Kaplan's grim assessment of Africa's prospects was one cause of the uproar over The Coming Anarchy. For the book he revisits West Africa, then moves on to Egypt, Turkey, the Caucasus, Iran and Central Asia, then overland via the Karakoram Highway into Pakistan, before visiting India briefly and moving on to South-east Asia.

Kaplan gives his readers a great deal to think about; he has realigned the global landscape in a startling yet entirely valid way that other writers must take into account. In short, he asks all the right questions—and, not surprisingly, reaches some unsettling conclusions.

With impressive quiet authority, for instance, he remarks: "This was not my first but my 10th trip to Pakistan.

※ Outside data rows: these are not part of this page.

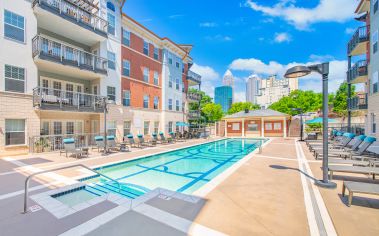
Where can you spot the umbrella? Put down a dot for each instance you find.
(319, 120)
(181, 124)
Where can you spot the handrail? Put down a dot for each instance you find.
(26, 193)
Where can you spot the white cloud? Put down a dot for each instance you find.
(208, 78)
(311, 82)
(208, 24)
(219, 37)
(301, 17)
(282, 37)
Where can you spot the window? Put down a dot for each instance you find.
(156, 102)
(170, 104)
(268, 126)
(146, 74)
(111, 60)
(170, 82)
(156, 53)
(146, 127)
(14, 132)
(145, 48)
(14, 79)
(127, 125)
(111, 93)
(125, 68)
(57, 127)
(374, 82)
(375, 42)
(177, 105)
(277, 126)
(156, 78)
(177, 85)
(126, 100)
(14, 26)
(156, 127)
(125, 37)
(111, 23)
(69, 127)
(252, 127)
(236, 126)
(45, 128)
(373, 123)
(170, 126)
(146, 101)
(111, 127)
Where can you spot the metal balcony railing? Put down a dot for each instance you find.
(362, 34)
(358, 102)
(77, 13)
(194, 96)
(194, 77)
(357, 70)
(55, 99)
(55, 51)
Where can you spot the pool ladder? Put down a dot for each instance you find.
(26, 193)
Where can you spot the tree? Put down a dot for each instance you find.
(212, 112)
(306, 100)
(340, 99)
(241, 106)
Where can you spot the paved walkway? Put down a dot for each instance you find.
(267, 193)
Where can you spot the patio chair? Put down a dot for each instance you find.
(99, 140)
(359, 187)
(69, 146)
(131, 141)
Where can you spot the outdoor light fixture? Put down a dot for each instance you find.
(323, 69)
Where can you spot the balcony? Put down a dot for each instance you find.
(193, 78)
(59, 58)
(60, 100)
(72, 19)
(358, 102)
(358, 43)
(193, 115)
(193, 97)
(358, 73)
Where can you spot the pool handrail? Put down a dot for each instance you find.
(26, 193)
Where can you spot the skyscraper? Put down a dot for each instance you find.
(224, 97)
(253, 84)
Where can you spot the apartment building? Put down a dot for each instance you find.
(62, 60)
(273, 89)
(363, 65)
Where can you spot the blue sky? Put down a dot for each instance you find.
(254, 36)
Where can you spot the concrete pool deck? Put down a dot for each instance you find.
(271, 193)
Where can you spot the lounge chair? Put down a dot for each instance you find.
(359, 187)
(99, 140)
(142, 142)
(163, 139)
(353, 169)
(131, 141)
(69, 147)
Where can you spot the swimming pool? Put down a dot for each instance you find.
(184, 170)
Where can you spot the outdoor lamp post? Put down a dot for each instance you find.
(323, 69)
(301, 122)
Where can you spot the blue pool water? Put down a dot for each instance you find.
(184, 170)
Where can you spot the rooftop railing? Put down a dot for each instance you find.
(357, 70)
(360, 35)
(56, 51)
(56, 99)
(76, 13)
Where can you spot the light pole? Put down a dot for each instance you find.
(323, 69)
(301, 122)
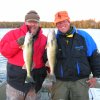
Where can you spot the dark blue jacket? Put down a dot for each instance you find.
(77, 56)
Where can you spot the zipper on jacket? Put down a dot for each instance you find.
(78, 68)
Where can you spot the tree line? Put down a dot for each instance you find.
(79, 24)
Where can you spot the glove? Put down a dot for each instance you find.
(20, 40)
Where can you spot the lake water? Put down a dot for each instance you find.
(95, 33)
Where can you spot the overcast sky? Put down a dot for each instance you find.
(15, 10)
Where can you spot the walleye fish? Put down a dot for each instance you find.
(27, 55)
(51, 52)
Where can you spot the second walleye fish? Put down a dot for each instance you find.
(51, 52)
(27, 55)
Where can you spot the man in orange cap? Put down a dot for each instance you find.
(77, 57)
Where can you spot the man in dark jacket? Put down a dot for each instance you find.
(77, 57)
(10, 46)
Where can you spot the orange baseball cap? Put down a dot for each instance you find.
(60, 16)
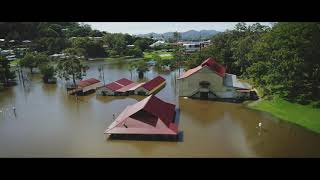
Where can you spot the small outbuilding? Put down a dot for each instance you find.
(86, 86)
(151, 87)
(209, 80)
(149, 118)
(118, 87)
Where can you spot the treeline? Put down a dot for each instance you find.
(54, 37)
(282, 60)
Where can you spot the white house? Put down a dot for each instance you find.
(209, 80)
(151, 87)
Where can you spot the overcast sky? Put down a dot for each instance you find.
(161, 27)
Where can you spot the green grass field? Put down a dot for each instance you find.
(303, 115)
(163, 55)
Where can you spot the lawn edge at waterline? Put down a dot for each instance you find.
(304, 116)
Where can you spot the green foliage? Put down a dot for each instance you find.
(135, 52)
(282, 60)
(73, 67)
(143, 43)
(305, 116)
(5, 73)
(48, 72)
(29, 61)
(176, 36)
(93, 49)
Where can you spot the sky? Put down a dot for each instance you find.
(161, 27)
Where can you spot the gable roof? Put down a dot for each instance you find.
(153, 83)
(149, 116)
(113, 86)
(124, 81)
(232, 81)
(211, 63)
(87, 82)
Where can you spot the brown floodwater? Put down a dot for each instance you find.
(49, 123)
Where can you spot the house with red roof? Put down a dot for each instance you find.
(150, 117)
(209, 80)
(86, 86)
(151, 87)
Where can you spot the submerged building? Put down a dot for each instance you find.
(86, 86)
(209, 80)
(124, 87)
(151, 87)
(121, 87)
(149, 118)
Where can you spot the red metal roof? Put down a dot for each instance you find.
(149, 116)
(87, 82)
(211, 63)
(128, 87)
(113, 86)
(124, 81)
(153, 83)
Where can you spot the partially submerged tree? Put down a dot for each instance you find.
(73, 66)
(29, 61)
(48, 73)
(141, 67)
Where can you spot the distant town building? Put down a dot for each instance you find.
(195, 46)
(150, 117)
(209, 80)
(26, 41)
(130, 46)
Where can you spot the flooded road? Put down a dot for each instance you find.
(49, 123)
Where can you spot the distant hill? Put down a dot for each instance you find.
(188, 35)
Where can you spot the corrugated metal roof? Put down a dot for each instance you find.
(136, 86)
(153, 83)
(232, 81)
(211, 63)
(149, 116)
(124, 81)
(113, 86)
(127, 88)
(87, 82)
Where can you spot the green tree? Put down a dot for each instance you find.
(5, 73)
(48, 72)
(141, 67)
(73, 66)
(176, 36)
(29, 61)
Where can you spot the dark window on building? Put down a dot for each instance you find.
(204, 84)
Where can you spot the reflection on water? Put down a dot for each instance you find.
(49, 123)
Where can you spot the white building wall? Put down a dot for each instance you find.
(190, 85)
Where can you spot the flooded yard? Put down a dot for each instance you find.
(49, 123)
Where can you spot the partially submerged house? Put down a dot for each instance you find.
(125, 87)
(209, 80)
(149, 118)
(120, 87)
(151, 87)
(86, 86)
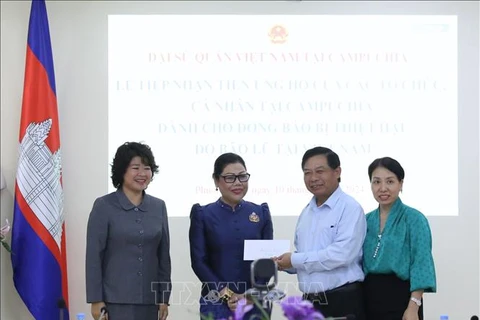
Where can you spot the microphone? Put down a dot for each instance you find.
(103, 313)
(347, 317)
(61, 305)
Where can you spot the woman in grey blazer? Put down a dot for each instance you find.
(128, 268)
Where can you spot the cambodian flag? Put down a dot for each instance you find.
(38, 230)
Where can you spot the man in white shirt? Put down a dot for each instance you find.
(328, 239)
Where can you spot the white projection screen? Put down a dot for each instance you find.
(268, 87)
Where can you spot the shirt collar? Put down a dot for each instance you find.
(127, 205)
(224, 205)
(331, 201)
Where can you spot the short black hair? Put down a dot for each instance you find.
(223, 161)
(333, 160)
(389, 164)
(124, 155)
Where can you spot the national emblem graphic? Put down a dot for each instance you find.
(278, 34)
(41, 171)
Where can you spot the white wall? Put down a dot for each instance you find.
(79, 40)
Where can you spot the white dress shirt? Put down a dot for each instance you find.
(328, 242)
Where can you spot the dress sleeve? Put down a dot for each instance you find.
(422, 268)
(164, 261)
(199, 250)
(97, 235)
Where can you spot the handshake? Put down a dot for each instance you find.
(284, 261)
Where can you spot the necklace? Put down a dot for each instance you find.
(378, 245)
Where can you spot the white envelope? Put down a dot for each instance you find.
(260, 249)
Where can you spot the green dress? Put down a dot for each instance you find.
(404, 248)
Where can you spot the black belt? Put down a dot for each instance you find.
(320, 296)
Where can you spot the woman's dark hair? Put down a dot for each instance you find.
(389, 164)
(223, 161)
(125, 153)
(333, 160)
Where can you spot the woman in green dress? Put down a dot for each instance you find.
(397, 252)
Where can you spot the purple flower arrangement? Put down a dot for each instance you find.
(294, 308)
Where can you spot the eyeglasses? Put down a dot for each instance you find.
(230, 178)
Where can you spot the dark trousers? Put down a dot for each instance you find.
(132, 311)
(340, 302)
(387, 297)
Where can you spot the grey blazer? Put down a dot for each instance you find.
(128, 251)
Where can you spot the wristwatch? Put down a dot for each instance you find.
(418, 302)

I had used it as a rear base to cover the Soviet-Afghan war in the 1980s, and had been almost everywhere in the country. Each time I returned I encountered the same trends: some things were always getting better, and many others even worse.... Pakistan has already become what the former Soviet Union is in danger of becoming: a decomposing polity based more on criminal activities than on effective government."

In a hearteningly bullish chapter on ecological and social regeneration at the Rishi Valley School founded in the 1930s by J. Krishnamurti, Kaplan writes: "Rishi Valley may be less an Indian success story than it is a human success story. Rishi Valley shows that there is hope, that we as a species will not necessarily destroy ourselves. But it also taught me that if these hopes are to be realised, then solutions must emerge locally."

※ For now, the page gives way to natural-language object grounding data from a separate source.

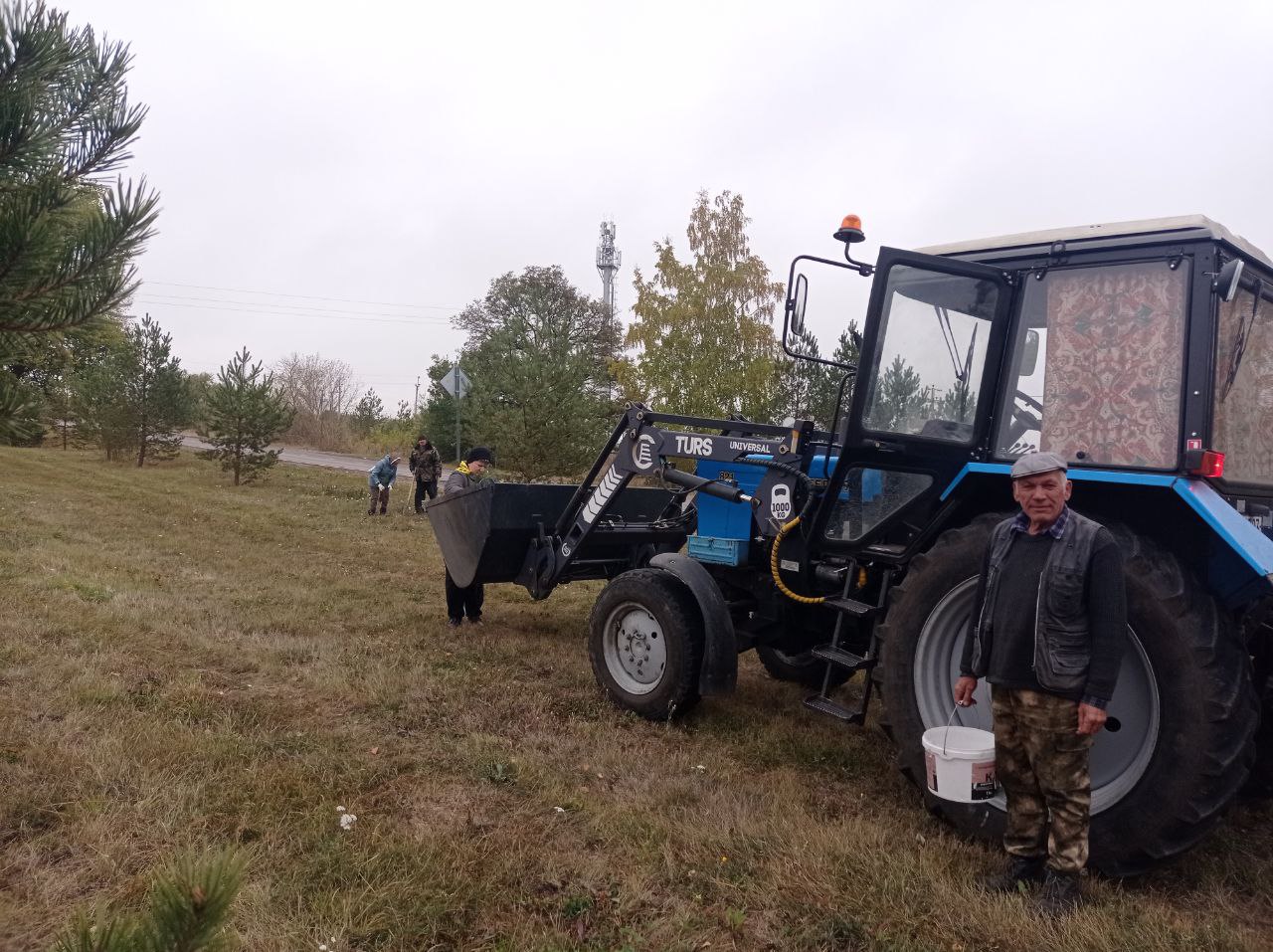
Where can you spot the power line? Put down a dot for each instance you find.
(417, 322)
(305, 296)
(307, 308)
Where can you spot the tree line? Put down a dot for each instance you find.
(551, 368)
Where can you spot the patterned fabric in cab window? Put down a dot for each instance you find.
(1112, 378)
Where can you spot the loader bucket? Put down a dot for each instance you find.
(485, 531)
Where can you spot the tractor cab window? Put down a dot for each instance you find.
(1096, 365)
(927, 374)
(1242, 424)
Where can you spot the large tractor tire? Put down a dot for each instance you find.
(1179, 738)
(645, 643)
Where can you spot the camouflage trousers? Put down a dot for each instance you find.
(1041, 765)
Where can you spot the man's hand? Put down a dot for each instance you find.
(1090, 719)
(964, 688)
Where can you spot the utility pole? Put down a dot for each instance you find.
(608, 267)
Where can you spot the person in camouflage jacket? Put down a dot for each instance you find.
(427, 466)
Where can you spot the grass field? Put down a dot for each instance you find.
(186, 666)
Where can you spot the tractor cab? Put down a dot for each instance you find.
(1141, 347)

The book's least strong chapter is on Thailand; a reviewer who lives in Bangkok—and breathes that city's loathsome air—can see that the chapter belongs to a genre of writing by outsiders who are too quick to credit Thailand's alleged economic "success story". But the weakness of the Thai chapter must be assessed in the context of the much greater strength of the book as a whole. At any rate, for now Thailand is more or less a success story, and Kaplan's impressions on arriving there from India (in 1994) will interest Indian readers.

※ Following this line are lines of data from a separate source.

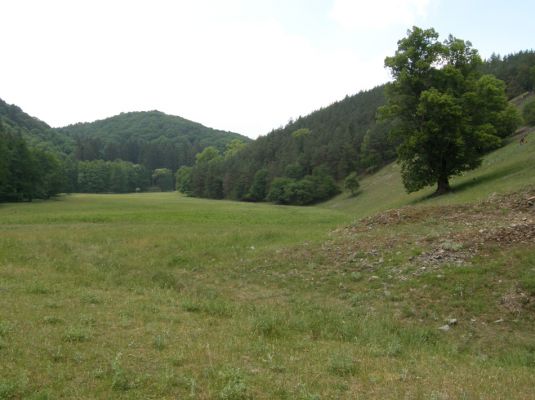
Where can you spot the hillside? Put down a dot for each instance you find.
(338, 139)
(151, 138)
(383, 295)
(36, 132)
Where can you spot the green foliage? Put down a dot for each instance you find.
(445, 117)
(311, 189)
(258, 189)
(27, 173)
(234, 147)
(183, 180)
(100, 176)
(152, 138)
(351, 183)
(163, 179)
(517, 70)
(529, 113)
(208, 154)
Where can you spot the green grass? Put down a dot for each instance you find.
(163, 296)
(507, 169)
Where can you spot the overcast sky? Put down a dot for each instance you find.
(241, 65)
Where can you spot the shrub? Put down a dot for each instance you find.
(351, 183)
(529, 113)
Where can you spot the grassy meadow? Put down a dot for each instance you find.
(160, 296)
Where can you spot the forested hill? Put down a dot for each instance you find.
(36, 132)
(333, 141)
(152, 138)
(307, 155)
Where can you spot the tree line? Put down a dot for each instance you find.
(463, 114)
(299, 163)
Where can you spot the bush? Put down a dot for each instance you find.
(529, 113)
(351, 183)
(311, 189)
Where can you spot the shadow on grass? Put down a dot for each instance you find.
(473, 182)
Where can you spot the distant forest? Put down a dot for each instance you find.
(141, 151)
(330, 143)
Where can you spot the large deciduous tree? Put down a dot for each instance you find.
(444, 112)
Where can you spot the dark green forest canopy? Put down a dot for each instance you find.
(151, 138)
(330, 143)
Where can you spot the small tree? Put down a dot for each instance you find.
(163, 178)
(258, 190)
(351, 183)
(529, 113)
(444, 113)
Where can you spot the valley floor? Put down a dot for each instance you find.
(158, 296)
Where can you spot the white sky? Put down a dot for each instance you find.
(244, 66)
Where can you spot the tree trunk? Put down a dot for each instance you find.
(443, 185)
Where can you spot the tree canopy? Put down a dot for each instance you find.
(444, 112)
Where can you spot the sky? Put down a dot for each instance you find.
(247, 66)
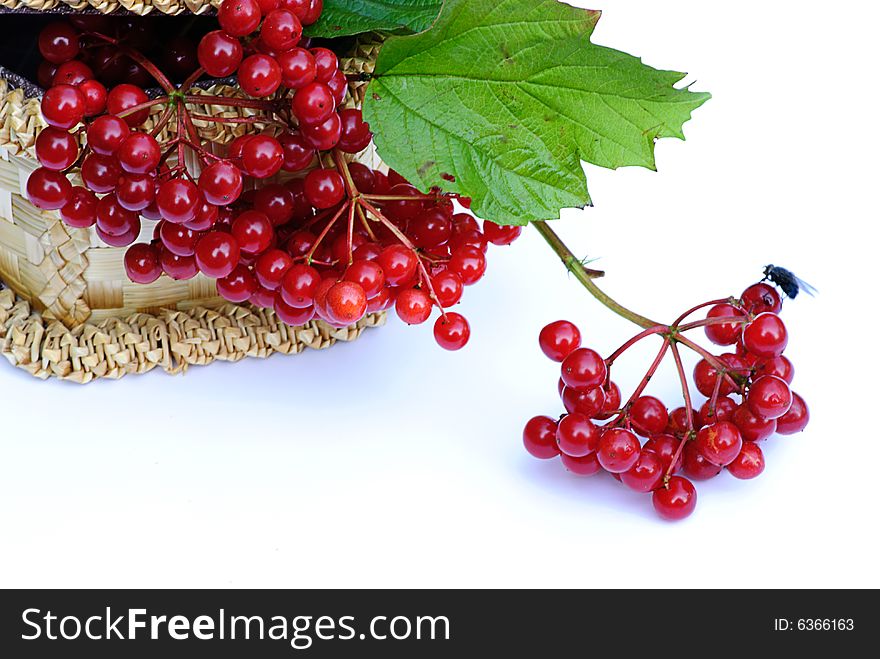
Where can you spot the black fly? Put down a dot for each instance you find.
(787, 281)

"Thai doctors examined all the Indian Airlines passengers arriving from Calcutta for symptoms of plague before letting us off the plane in Bangkok," he writes. "Disease had helped erect an invisible, if penetrable,wall between sub-Saharan Africa and the rest of the world. Now, while the panic lingered, another wall stood between the Indian subcontinent and Indochina."

It is unfortunate that Kaplan did not visit Myanmar; his thoughts on that blighted land surely would have been most interesting. On the other hand, it's precisely the applicability of his thoughts on Uzbekistan to the plight of Myanmar that best illustrate the scope and great value of what he has done, as well as the troubling nature of the big questions that face the human race as it limps into the 21st century.

Citing Uzbek president Islam Karimov's ugly human rights record, he writes: "Karimov, the Nigerian generals, and others like them are betting that democracy is not the final word in political evolution. The West believes they are wrong. But what if they are right, or even partly right—in their cases? For us it's a matter of principle; for tens of millions threatened by the spectre of civil conflict, it is a matter of life and death."